この頃、今の「パールハーバー」の地域をハワイの人びとは「プウロア」と呼んでいた。それはハワイ語で「長い丘」を意味し、湾の周囲を取り囲む地形から来ていた。

プウロアの水にはハワイの人びとが信じる神々である、サメの神のカアフパハウとカヒウカが棲み、湾を外敵から守ってくれるとされていた。
そこは豊かな漁場でもあり、人びとはカアフパハウとカヒウカのおかげで穏やかな生活を営むことができたという。

また、この近辺は真珠が取れることからワイモミ(真珠の水)とも呼ばれ、これが「パールハーバー」(「真珠」「湾」)という名称の由来であるとされている。
19世紀にハワイを訪れたアメリカ人らは当初、このあたりをパール「リバー」(川)と呼ぶこともあった。

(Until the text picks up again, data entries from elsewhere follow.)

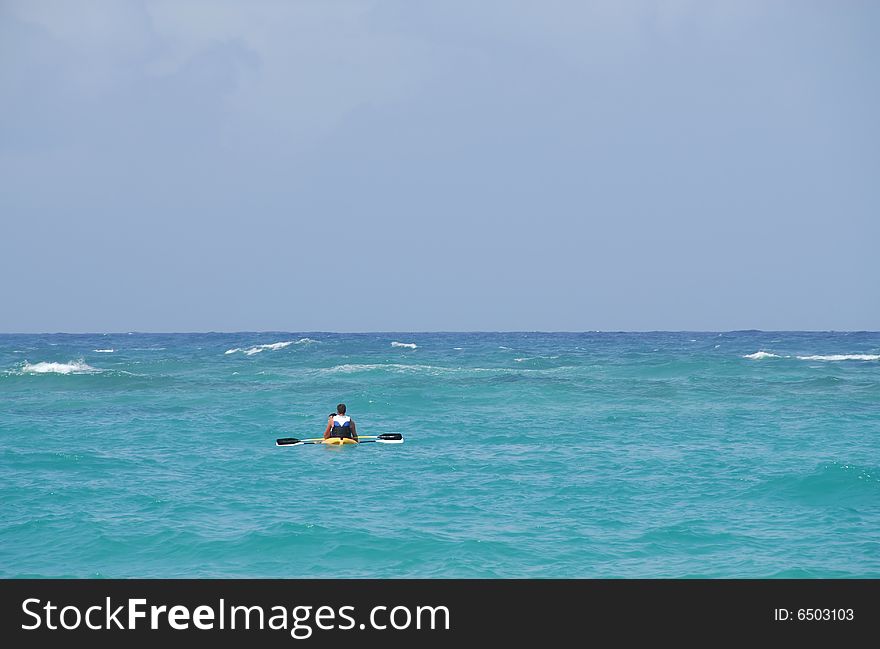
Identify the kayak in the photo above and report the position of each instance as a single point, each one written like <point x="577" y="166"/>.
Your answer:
<point x="384" y="438"/>
<point x="338" y="441"/>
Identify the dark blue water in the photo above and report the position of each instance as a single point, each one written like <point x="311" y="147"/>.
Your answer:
<point x="744" y="454"/>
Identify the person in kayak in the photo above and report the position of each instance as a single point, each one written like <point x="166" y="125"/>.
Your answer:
<point x="340" y="425"/>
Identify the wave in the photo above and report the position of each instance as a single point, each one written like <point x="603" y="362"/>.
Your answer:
<point x="759" y="355"/>
<point x="271" y="346"/>
<point x="73" y="367"/>
<point x="842" y="357"/>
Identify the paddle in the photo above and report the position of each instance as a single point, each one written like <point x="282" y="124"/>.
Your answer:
<point x="385" y="438"/>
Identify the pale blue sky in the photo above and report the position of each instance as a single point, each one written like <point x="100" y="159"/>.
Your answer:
<point x="399" y="165"/>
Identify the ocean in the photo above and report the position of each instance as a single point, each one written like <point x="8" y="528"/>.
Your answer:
<point x="741" y="454"/>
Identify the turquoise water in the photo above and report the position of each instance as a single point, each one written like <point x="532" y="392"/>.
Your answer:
<point x="741" y="454"/>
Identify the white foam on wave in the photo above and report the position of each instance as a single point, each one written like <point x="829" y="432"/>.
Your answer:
<point x="759" y="355"/>
<point x="270" y="346"/>
<point x="842" y="357"/>
<point x="73" y="367"/>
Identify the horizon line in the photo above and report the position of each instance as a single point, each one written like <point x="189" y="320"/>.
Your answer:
<point x="429" y="331"/>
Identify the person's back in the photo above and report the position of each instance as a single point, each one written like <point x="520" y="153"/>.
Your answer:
<point x="340" y="425"/>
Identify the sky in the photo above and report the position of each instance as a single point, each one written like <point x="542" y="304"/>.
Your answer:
<point x="392" y="165"/>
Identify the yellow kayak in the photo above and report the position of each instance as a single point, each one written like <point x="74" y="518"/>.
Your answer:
<point x="384" y="438"/>
<point x="338" y="441"/>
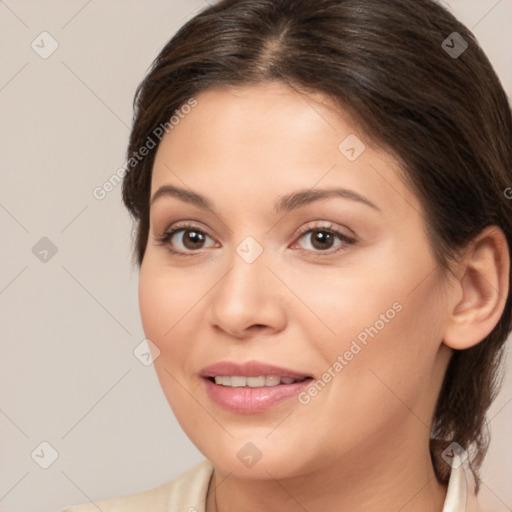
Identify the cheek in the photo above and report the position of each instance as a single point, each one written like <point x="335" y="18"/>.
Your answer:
<point x="166" y="302"/>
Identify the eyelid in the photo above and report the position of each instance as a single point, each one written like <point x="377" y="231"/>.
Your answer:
<point x="164" y="238"/>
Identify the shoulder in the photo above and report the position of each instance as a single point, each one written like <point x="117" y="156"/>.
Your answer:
<point x="186" y="492"/>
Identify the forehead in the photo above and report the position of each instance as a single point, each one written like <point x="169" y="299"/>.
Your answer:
<point x="269" y="139"/>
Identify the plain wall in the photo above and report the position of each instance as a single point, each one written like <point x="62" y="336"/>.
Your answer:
<point x="70" y="324"/>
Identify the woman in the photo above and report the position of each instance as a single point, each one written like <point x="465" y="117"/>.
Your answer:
<point x="323" y="234"/>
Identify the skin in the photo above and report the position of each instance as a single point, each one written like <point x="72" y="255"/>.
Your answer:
<point x="361" y="444"/>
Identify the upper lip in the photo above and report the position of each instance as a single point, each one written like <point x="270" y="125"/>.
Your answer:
<point x="249" y="369"/>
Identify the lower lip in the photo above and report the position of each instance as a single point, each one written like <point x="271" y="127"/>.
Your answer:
<point x="250" y="400"/>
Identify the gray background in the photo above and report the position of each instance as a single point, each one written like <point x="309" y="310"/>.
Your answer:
<point x="70" y="324"/>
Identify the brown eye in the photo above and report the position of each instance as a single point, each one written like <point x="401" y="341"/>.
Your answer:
<point x="324" y="240"/>
<point x="185" y="240"/>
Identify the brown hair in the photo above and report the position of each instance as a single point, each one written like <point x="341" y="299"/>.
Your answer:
<point x="444" y="116"/>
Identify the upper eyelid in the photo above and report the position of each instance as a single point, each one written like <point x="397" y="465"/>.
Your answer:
<point x="327" y="226"/>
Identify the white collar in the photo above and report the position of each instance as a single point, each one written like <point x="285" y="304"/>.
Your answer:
<point x="460" y="496"/>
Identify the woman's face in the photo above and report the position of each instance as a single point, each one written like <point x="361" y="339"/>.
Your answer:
<point x="327" y="306"/>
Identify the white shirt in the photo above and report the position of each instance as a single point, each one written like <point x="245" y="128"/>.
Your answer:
<point x="187" y="493"/>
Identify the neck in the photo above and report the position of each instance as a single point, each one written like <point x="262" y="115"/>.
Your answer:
<point x="401" y="479"/>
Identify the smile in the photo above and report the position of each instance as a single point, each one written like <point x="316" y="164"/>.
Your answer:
<point x="237" y="381"/>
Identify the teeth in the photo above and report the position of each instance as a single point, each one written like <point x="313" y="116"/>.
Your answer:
<point x="237" y="381"/>
<point x="272" y="380"/>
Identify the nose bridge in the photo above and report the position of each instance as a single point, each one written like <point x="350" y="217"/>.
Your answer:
<point x="245" y="296"/>
<point x="247" y="271"/>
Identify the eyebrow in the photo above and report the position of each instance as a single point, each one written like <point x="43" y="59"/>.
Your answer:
<point x="286" y="203"/>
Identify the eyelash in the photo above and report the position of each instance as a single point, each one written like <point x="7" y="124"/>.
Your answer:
<point x="185" y="226"/>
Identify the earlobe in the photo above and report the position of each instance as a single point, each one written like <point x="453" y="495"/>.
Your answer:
<point x="482" y="290"/>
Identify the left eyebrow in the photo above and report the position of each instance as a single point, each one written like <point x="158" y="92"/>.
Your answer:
<point x="305" y="197"/>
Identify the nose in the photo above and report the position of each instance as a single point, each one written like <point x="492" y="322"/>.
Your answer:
<point x="248" y="299"/>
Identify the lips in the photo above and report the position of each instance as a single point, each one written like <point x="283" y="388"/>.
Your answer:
<point x="250" y="369"/>
<point x="251" y="387"/>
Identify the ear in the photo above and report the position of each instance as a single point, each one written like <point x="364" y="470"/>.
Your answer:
<point x="482" y="289"/>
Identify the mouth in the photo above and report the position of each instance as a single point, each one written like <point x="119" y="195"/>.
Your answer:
<point x="240" y="381"/>
<point x="251" y="387"/>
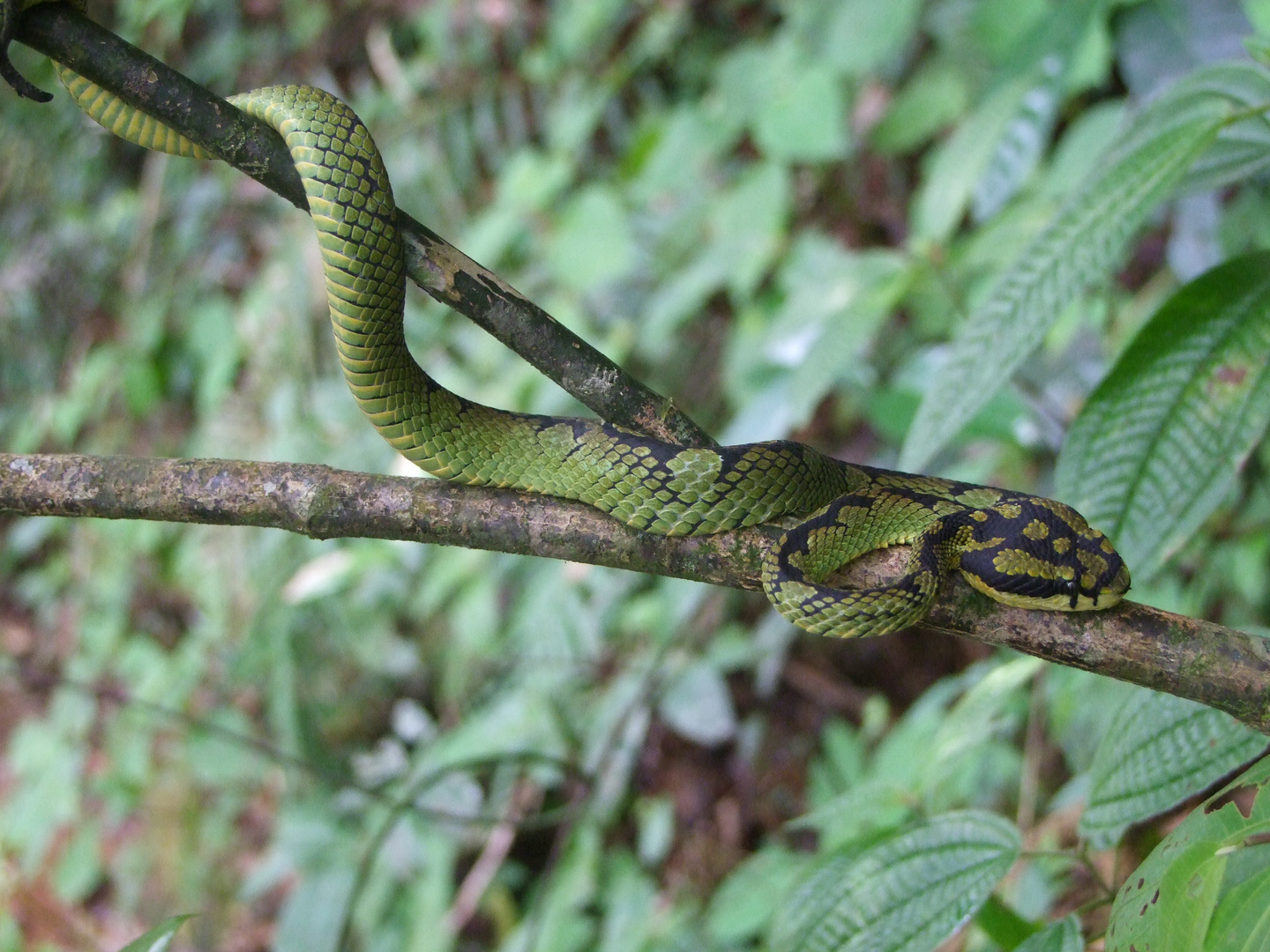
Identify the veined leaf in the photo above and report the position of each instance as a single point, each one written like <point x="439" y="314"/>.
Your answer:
<point x="159" y="938"/>
<point x="905" y="894"/>
<point x="1159" y="750"/>
<point x="1172" y="895"/>
<point x="958" y="164"/>
<point x="1084" y="242"/>
<point x="1243" y="147"/>
<point x="1161" y="439"/>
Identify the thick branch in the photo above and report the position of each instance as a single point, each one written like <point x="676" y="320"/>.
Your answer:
<point x="1218" y="666"/>
<point x="436" y="265"/>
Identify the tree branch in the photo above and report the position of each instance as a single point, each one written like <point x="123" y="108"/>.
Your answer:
<point x="1214" y="666"/>
<point x="1220" y="666"/>
<point x="441" y="270"/>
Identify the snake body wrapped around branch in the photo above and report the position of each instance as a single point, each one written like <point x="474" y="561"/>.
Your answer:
<point x="1018" y="548"/>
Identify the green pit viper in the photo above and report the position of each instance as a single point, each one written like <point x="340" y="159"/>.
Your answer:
<point x="1021" y="550"/>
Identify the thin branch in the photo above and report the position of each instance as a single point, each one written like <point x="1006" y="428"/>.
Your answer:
<point x="441" y="270"/>
<point x="1220" y="666"/>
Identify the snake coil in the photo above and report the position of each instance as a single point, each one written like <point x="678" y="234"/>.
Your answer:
<point x="1021" y="550"/>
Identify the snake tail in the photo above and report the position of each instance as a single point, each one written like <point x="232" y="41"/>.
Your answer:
<point x="1021" y="550"/>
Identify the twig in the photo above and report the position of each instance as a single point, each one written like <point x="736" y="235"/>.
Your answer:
<point x="1220" y="666"/>
<point x="441" y="270"/>
<point x="498" y="844"/>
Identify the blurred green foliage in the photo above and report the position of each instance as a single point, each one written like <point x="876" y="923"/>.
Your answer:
<point x="780" y="213"/>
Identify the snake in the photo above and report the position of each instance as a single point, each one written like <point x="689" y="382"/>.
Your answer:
<point x="1021" y="550"/>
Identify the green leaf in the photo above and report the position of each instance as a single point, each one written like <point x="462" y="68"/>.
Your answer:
<point x="1161" y="439"/>
<point x="803" y="115"/>
<point x="862" y="36"/>
<point x="1082" y="244"/>
<point x="159" y="938"/>
<point x="746" y="902"/>
<point x="1243" y="147"/>
<point x="1064" y="936"/>
<point x="1191" y="889"/>
<point x="592" y="244"/>
<point x="314" y="911"/>
<point x="1157" y="750"/>
<point x="1172" y="889"/>
<point x="955" y="167"/>
<point x="1241" y="922"/>
<point x="1002" y="925"/>
<point x="906" y="894"/>
<point x="934" y="98"/>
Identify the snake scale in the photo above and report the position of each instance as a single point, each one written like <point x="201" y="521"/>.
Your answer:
<point x="1021" y="550"/>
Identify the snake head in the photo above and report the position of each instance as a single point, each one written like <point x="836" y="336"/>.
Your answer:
<point x="1035" y="553"/>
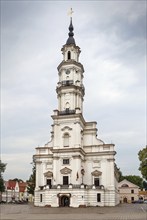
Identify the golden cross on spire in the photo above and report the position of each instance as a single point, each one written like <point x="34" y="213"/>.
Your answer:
<point x="70" y="12"/>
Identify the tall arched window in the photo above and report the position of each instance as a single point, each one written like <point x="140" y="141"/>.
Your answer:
<point x="68" y="55"/>
<point x="66" y="140"/>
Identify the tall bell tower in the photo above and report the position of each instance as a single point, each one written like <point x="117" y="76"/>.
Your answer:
<point x="74" y="168"/>
<point x="70" y="89"/>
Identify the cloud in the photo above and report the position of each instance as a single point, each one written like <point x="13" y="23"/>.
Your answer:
<point x="112" y="37"/>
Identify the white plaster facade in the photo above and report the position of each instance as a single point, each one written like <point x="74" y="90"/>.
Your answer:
<point x="128" y="191"/>
<point x="75" y="168"/>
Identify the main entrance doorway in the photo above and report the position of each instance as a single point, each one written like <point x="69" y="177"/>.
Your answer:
<point x="64" y="201"/>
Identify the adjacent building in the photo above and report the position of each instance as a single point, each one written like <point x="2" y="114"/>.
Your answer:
<point x="75" y="168"/>
<point x="128" y="191"/>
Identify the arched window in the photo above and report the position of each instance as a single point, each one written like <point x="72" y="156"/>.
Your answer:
<point x="68" y="55"/>
<point x="66" y="140"/>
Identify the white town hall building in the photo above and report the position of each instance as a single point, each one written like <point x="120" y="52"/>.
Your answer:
<point x="75" y="168"/>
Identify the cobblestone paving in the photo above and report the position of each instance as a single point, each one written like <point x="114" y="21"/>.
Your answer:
<point x="29" y="212"/>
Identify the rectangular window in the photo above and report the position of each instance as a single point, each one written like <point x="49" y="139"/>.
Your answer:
<point x="98" y="197"/>
<point x="40" y="197"/>
<point x="66" y="140"/>
<point x="65" y="161"/>
<point x="96" y="181"/>
<point x="65" y="180"/>
<point x="48" y="182"/>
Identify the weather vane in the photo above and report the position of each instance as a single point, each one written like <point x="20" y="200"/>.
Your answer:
<point x="70" y="12"/>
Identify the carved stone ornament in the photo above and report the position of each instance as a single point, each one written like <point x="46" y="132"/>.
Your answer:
<point x="65" y="170"/>
<point x="48" y="174"/>
<point x="96" y="173"/>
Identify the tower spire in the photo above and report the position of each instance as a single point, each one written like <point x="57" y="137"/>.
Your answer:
<point x="70" y="40"/>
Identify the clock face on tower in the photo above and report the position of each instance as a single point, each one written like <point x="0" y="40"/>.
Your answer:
<point x="67" y="72"/>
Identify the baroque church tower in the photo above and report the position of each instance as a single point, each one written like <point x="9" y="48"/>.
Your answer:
<point x="75" y="168"/>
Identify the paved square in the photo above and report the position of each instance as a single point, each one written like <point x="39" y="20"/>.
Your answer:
<point x="29" y="212"/>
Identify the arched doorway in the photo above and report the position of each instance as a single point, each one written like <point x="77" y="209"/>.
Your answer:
<point x="64" y="201"/>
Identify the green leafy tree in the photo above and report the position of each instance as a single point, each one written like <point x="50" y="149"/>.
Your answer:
<point x="32" y="180"/>
<point x="142" y="154"/>
<point x="137" y="180"/>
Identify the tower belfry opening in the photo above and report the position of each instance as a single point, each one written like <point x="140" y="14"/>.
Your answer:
<point x="74" y="168"/>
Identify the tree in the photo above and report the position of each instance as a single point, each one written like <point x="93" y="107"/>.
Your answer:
<point x="142" y="154"/>
<point x="137" y="180"/>
<point x="2" y="170"/>
<point x="32" y="180"/>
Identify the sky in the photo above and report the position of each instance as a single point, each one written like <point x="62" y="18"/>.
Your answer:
<point x="112" y="38"/>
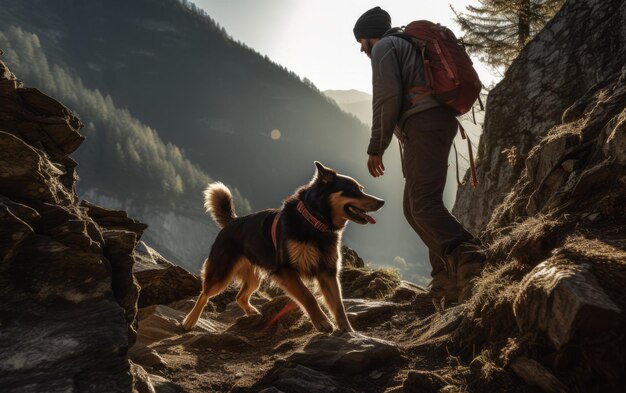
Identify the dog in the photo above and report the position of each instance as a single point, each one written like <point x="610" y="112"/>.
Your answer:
<point x="300" y="241"/>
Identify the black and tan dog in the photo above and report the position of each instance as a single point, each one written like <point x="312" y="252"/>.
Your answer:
<point x="302" y="240"/>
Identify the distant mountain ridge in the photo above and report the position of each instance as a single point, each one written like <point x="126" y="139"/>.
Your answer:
<point x="173" y="86"/>
<point x="355" y="102"/>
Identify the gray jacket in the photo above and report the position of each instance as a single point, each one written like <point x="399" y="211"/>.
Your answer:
<point x="396" y="67"/>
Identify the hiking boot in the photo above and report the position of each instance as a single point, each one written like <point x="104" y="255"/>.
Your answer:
<point x="466" y="262"/>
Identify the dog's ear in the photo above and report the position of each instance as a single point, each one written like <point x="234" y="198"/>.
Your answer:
<point x="324" y="174"/>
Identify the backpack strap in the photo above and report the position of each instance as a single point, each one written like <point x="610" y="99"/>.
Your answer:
<point x="470" y="153"/>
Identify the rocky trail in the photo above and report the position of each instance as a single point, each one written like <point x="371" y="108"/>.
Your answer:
<point x="86" y="306"/>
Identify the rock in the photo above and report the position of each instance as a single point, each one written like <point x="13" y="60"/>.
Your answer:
<point x="68" y="298"/>
<point x="423" y="382"/>
<point x="35" y="178"/>
<point x="301" y="379"/>
<point x="162" y="282"/>
<point x="563" y="300"/>
<point x="368" y="283"/>
<point x="159" y="322"/>
<point x="233" y="311"/>
<point x="275" y="315"/>
<point x="535" y="374"/>
<point x="115" y="220"/>
<point x="367" y="313"/>
<point x="616" y="140"/>
<point x="216" y="341"/>
<point x="143" y="382"/>
<point x="350" y="258"/>
<point x="535" y="93"/>
<point x="146" y="356"/>
<point x="348" y="353"/>
<point x="437" y="326"/>
<point x="118" y="249"/>
<point x="406" y="292"/>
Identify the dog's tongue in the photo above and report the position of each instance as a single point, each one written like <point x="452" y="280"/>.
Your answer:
<point x="369" y="218"/>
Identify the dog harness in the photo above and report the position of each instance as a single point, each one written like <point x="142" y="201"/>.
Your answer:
<point x="317" y="224"/>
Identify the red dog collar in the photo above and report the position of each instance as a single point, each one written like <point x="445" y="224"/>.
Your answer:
<point x="320" y="226"/>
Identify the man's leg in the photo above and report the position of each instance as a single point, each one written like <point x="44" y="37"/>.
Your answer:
<point x="429" y="137"/>
<point x="442" y="286"/>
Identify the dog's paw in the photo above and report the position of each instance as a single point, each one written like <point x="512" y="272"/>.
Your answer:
<point x="348" y="329"/>
<point x="187" y="324"/>
<point x="253" y="311"/>
<point x="325" y="326"/>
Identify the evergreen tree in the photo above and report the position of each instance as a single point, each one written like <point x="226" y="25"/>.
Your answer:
<point x="497" y="30"/>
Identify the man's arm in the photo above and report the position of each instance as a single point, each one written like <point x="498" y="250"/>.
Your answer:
<point x="387" y="96"/>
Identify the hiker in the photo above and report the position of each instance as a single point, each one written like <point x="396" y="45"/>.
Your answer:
<point x="426" y="130"/>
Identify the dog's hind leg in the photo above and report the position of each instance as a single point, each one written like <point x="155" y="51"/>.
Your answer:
<point x="216" y="276"/>
<point x="329" y="285"/>
<point x="250" y="281"/>
<point x="290" y="281"/>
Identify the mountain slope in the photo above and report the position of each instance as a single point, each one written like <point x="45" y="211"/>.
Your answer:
<point x="179" y="75"/>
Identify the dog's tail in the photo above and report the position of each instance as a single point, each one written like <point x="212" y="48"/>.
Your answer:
<point x="218" y="201"/>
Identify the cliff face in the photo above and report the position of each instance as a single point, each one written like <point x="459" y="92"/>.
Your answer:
<point x="68" y="297"/>
<point x="580" y="49"/>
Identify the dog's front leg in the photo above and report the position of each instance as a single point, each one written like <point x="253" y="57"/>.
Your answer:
<point x="290" y="281"/>
<point x="329" y="284"/>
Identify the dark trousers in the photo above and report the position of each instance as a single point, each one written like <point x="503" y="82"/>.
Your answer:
<point x="428" y="137"/>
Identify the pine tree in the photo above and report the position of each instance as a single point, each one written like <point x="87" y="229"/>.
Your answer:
<point x="497" y="30"/>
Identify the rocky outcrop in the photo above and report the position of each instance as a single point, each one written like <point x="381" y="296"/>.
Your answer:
<point x="582" y="48"/>
<point x="68" y="295"/>
<point x="551" y="209"/>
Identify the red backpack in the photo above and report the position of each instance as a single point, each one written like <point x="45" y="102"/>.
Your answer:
<point x="450" y="76"/>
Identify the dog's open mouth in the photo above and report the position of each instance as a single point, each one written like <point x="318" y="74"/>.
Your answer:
<point x="358" y="215"/>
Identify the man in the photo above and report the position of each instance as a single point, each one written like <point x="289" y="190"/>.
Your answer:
<point x="426" y="131"/>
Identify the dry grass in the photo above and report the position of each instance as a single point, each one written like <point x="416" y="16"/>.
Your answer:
<point x="529" y="241"/>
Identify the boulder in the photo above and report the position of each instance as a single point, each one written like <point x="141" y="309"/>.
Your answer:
<point x="162" y="282"/>
<point x="158" y="322"/>
<point x="563" y="300"/>
<point x="67" y="309"/>
<point x="348" y="353"/>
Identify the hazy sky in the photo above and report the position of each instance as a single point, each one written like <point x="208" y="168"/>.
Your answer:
<point x="314" y="38"/>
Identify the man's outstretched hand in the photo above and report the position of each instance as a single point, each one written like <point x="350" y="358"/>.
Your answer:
<point x="375" y="165"/>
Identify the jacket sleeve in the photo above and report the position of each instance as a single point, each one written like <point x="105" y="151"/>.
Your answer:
<point x="387" y="95"/>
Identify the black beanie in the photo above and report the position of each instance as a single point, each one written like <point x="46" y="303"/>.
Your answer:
<point x="372" y="24"/>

湾の入り口が狭く、そこから「ロック」と呼ばれるいくつかの入り江が奥の岸辺に向かって複雑に何キロにも続く地形は、「湾」というより「川」に思えたのだろう。

ハワイを訪れたアメリカ人が早い時期から「パールハーバー」に関心を持ったのは、そこが有力な港になり得ると考えたからだった。
19世紀に入ると、ヨーロッパ諸国同様、中国との貿易に強い関心を持つようになったアメリカにとって、太平洋の中央に位置するハワイはとても便利なアジアへの中継地点だった。

パールハーバーは入口がひとつだけで、そこを過ぎると中に向かって湾が扇のように広がっている。
まだ航空機がない時代、湾の入口を防御しさえすれば、その内側にある船舶を容易に守れるこの形状は軍事的に非常に魅力的だった。

したがって軍港を設けるのであればこの「パールリバー」が望ましく、湾の中央にある「小島とその北方と西方にある岸辺に海軍が必要とする物資と資材を確保する保管庫を設けるべき」とふたりは陸軍長官に進言した。